More than five decades have passed since most of the Asian countries achieved independence from the British. Still, most countries remain backward because more than fifty percent of the population is illiterate. After independence, there has been a considerable increase in the number of schools and colleges and the number of students who have acquired education in these institutions has also increased tremendously. However, most of our people are still illiterate and they can not afford to send their children to school. There is extreme poverty and also lack of awareness about the importance of education. There is a slow increase in the rate of literacy.
The need to launch a program, to educate the adults of our country, was, therefore, felt immediately after independence. The idea was mooted by the father of the nation, Mahatma Gandhi, with the help of the Union Education Department and the State Education Services. The program aimed at making the illiterate masses of People aware of the value of education. Teachers were sent to the homes of the learners, incentives were given to the learners who explained the importance of education. The help of highly dedicated persons was sought to implement the program of adult literacy. Also, the help of radio, T.V. and various village development unions was taken on a large scale to make the program a success. People in large numbers came forward to render help to the learners and the learners also cooperated. The results were not satisfactory.
There are many reasons. Most of the illiterate adults are not ready to devote time to education. They want to give this time to the earning of their livelihood. The government is not able to provide sufficient funds for the implementation of the program of Adult education. At someplace, the scheme is only on paper and nothing is being done to launch it in practice. It is very difficult to convince the poorest of the poor that they should acquire some literacy or some fundamentals of education before they start earning their livelihood. Hence, the program has not met with success.

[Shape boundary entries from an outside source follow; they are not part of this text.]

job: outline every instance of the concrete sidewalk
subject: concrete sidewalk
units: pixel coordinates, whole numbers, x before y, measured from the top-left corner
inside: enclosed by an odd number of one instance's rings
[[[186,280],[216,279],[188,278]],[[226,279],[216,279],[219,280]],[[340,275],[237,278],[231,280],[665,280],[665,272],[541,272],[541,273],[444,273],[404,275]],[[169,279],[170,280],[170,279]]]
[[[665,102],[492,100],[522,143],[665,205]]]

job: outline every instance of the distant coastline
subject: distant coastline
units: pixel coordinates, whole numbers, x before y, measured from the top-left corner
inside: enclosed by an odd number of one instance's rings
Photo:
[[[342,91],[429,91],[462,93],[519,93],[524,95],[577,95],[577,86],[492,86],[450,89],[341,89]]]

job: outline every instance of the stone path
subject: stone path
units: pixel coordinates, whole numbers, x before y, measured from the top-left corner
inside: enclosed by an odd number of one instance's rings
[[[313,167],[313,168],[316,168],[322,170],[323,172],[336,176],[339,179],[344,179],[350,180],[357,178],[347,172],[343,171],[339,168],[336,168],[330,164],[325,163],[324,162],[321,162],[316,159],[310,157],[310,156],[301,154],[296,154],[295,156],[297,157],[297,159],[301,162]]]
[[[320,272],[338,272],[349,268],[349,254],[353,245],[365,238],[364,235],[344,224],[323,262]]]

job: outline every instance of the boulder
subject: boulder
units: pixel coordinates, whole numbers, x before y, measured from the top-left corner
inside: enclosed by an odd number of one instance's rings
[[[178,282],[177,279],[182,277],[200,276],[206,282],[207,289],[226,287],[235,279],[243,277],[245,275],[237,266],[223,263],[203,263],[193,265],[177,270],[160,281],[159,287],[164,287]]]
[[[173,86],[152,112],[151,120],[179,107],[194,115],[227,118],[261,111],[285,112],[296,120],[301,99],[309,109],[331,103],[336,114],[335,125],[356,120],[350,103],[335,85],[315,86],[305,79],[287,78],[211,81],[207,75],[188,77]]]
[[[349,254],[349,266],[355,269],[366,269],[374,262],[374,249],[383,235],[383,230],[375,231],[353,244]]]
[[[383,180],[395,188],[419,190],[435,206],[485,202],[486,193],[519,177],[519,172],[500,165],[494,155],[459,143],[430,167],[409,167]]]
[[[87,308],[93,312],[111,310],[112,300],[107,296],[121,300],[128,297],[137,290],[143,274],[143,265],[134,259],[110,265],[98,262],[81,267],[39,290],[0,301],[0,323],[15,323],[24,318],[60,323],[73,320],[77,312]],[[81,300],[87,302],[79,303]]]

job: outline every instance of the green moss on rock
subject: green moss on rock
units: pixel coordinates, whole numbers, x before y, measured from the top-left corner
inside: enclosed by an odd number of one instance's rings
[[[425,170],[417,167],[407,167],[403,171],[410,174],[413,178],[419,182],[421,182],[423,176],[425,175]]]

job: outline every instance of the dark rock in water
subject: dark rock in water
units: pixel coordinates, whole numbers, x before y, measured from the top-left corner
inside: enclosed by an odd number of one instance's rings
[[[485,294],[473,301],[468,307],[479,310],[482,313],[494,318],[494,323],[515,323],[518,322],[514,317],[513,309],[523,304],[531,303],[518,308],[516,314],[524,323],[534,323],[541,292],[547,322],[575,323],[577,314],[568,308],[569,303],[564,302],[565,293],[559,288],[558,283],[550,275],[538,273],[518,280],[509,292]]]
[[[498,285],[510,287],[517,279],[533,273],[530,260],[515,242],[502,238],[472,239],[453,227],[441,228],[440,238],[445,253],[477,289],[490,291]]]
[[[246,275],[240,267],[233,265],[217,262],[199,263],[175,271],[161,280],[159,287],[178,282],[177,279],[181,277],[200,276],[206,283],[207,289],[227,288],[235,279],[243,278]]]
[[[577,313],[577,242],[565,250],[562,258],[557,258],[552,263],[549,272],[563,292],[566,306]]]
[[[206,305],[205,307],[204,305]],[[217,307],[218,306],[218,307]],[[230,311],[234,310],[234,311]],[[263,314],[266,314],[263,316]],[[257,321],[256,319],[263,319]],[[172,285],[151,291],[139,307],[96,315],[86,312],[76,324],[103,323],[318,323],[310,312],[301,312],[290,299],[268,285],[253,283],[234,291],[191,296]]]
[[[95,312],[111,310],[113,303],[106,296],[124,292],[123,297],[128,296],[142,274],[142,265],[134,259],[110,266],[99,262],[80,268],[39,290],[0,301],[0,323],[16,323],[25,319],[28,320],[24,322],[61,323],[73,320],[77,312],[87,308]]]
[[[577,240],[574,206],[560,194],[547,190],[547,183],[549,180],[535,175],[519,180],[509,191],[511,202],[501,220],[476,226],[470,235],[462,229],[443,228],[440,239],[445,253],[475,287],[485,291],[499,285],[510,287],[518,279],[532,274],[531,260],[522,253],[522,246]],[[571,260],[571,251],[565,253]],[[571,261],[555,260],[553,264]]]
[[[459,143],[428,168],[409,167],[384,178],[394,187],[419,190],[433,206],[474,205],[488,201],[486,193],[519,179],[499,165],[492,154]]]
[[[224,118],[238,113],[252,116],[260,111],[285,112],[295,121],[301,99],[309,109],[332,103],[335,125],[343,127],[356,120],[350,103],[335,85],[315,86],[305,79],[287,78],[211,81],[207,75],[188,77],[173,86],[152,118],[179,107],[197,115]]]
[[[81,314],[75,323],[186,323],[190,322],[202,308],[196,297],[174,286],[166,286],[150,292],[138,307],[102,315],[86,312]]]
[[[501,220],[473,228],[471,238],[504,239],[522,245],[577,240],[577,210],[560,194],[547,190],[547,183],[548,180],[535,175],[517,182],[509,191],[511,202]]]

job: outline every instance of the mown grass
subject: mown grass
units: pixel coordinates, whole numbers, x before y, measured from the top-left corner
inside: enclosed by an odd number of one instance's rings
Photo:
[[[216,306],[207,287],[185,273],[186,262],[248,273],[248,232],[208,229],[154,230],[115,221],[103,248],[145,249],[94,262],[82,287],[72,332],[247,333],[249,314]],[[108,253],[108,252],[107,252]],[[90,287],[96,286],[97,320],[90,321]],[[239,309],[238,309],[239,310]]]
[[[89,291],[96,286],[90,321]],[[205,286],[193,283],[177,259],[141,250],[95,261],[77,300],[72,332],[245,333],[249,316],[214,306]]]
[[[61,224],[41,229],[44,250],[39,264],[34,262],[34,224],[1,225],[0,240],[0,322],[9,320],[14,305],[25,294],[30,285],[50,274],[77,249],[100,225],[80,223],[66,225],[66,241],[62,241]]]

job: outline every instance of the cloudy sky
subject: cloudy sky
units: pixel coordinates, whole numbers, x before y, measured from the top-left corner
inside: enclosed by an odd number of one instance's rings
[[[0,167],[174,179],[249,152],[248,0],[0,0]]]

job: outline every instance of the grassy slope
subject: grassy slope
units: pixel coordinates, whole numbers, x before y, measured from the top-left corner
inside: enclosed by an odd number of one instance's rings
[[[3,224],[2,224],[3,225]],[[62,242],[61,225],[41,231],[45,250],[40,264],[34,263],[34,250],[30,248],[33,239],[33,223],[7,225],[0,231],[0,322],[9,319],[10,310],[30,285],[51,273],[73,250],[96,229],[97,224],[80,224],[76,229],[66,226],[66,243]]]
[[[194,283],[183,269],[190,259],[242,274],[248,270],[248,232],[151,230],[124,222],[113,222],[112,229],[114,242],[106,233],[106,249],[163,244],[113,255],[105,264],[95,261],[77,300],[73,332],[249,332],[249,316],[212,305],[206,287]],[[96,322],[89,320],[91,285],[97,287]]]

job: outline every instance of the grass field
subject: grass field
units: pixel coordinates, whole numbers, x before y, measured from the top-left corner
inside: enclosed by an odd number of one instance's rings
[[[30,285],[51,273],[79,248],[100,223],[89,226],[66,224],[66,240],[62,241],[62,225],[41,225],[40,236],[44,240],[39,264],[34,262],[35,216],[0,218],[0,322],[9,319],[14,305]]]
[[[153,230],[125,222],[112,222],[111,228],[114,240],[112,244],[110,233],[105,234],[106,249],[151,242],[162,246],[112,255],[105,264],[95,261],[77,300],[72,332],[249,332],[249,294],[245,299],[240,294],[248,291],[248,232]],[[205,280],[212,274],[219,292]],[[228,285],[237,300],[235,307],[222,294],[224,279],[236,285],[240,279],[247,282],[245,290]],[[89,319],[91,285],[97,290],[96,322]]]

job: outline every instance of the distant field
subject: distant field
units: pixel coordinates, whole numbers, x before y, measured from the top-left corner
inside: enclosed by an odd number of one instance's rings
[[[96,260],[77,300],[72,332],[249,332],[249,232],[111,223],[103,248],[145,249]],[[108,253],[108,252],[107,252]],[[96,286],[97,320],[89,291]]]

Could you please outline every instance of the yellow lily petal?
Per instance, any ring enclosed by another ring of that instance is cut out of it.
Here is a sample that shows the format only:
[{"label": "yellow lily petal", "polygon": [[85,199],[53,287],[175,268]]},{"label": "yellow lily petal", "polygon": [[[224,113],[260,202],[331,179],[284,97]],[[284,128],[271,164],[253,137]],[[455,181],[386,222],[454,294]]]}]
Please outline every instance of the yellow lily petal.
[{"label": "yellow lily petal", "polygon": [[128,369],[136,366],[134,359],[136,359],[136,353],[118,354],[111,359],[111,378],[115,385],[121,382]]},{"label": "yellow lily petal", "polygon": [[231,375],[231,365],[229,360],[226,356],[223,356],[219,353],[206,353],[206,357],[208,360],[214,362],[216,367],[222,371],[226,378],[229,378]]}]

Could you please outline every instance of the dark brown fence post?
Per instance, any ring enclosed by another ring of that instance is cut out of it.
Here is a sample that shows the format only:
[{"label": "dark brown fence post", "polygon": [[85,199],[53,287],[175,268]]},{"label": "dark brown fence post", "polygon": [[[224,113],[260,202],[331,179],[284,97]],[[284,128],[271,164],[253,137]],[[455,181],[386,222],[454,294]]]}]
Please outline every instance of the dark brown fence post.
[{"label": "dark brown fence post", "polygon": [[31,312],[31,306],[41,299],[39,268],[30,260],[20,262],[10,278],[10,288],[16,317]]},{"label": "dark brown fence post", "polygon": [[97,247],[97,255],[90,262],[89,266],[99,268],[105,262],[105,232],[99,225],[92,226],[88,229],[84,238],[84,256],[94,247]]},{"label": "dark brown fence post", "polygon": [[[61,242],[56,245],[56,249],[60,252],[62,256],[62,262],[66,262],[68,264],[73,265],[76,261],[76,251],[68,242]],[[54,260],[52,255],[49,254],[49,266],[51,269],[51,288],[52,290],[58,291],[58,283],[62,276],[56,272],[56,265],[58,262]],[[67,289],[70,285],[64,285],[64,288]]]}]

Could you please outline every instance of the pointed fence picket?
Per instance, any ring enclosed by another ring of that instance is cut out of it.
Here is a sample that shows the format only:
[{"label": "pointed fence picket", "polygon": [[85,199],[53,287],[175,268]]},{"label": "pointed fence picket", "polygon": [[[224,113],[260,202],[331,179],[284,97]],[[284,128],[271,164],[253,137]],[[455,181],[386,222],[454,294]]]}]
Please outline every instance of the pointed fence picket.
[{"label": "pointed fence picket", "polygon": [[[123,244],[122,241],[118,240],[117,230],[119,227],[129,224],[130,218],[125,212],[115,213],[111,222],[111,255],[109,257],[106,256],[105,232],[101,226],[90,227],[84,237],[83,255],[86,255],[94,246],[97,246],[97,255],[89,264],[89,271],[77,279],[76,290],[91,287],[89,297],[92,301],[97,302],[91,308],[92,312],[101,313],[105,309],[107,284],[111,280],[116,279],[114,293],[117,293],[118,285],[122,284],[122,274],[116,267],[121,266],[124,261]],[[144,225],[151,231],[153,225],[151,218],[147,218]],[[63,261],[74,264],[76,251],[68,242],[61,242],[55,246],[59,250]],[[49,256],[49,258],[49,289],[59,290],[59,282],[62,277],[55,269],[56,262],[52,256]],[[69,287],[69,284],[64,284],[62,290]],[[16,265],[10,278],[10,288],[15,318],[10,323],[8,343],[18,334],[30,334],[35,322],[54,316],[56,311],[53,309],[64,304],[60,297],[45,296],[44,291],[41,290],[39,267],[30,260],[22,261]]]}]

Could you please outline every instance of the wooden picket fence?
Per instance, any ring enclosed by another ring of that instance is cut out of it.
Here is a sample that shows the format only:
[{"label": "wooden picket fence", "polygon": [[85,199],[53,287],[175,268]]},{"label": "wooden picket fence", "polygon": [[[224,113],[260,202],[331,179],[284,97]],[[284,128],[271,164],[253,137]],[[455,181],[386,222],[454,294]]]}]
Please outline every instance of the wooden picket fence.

There is, however, no doubt that the Adult Education program has borne some fruit. Many people in cities and villages have taken advantage of it. Many farmers, workers, women, and artisans are now able to read newspapers and keep their personal accounts. Though the program has not been able to gain much popularity among the masses, the result has not been very disappointing. We really need an Adult Education movement. It can certainly achieve massive success if the Government and non-government bodies come forward and extend their whole-hearted support.